My first encounter with Charles Dickens’s A Christmas Carol, in early childhood, was through film rather than text. I confess to having an inflated opinion of the 1970 musical version, with Albert Finney as Ebenezer Scrooge, and Sir Alec Guinness as Jacob Marley, directed by Ronald Neame. This was the first adaptation I ever saw and I was impressionable. A few years ago, I watched it again with my twin sons and noticed how disturbing one of them found the silent, hooded figure of the Ghost of Christmas Yet to Come. Just as it had profoundly affected me as a child.
Although I had read a lot of Dickens’s work I was a latecomer to A Christmas Carol, reading it aloud each evening in the week leading up to Christmas, at the rate of one stave per night. I was nineteen years old and had no idea how important that teenage encounter with the text would prove to be, and how reading it aloud would later become something of a professional habit.
One of my earliest visits to the Morgan, after moving to New York from London, was to view the manuscript of A Christmas Carol and listen to an abridged reading by an actor in Mr. Morgan’s Library. That would have been in 1998. It seemed to me then—and still does now—to be one of the most enchanting ways to enter the Christmas spirit in preparation for the holidays.
When I joined the Morgan as a curator in May 2007, one of my first tasks was to select the page opening of Dickens’s manuscript. This decision is made in the summer because we plan months and, for our larger exhibitions, years ahead. Now, each year around the same time, I look again at the manuscript and decide which page to show. This year I chose the end of Stave One, which has always struck me as one of the most powerfully chilling passages of the book.
Another tradition that I look forward to each year is reading a passage from the story to the Morgan’s Young Fellows at their annual holiday party. I’d first suggested doing this as a lark in 2007 but it took root and I am honored to be asked back to this event each year to read to the assembled revelers in Mr. Morgan’s Library. It seems to have become a beloved Christmas tradition. Nowadays, I generally read the passage from the manuscript that is on view in the exhibition case.
This has been a particularly memorable year because on November 1 W. W. Norton & Company published a new facsimile of Dickens’s manuscript. This attractive, first-ever trade edition of the original manuscript has a brilliantly perceptive foreword by the novelist Colm Tóibín, and my introductory essay about the genesis of the story. It has been exciting to share one of the Morgan’s most important literary manuscripts with an even wider—and ever widening—audience. Last week NYC-Arts showcased the manuscript in their two-hour Christmas special and I was delighted to be asked to read short excerpts, and comment upon the story. The segment on A Christmas Carol appears in the first fifteen minutes of the show.
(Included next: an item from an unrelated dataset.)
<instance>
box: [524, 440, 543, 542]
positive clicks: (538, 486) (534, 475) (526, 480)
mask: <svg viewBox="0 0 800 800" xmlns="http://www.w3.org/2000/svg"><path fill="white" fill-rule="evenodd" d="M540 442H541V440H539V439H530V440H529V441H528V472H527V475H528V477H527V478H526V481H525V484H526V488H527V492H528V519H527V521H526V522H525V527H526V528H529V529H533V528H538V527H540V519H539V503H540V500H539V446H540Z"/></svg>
On Christmas Eve, BBC Radio 4 broadcast The Many Faces of Ebenezer Scrooge. In this program, cultural historian Sir Christopher Frayling explores how A Christmas Carol has endured in popular culture for over 170 years. I was interviewed about the manuscript in early November for this feature and am excited to join such luminaries as Claire Tomalin, Simon Callow, and Miriam Margolyes in talking about Dickens’s classic. This hour-long radio program is a must for all fans of A Christmas Carol.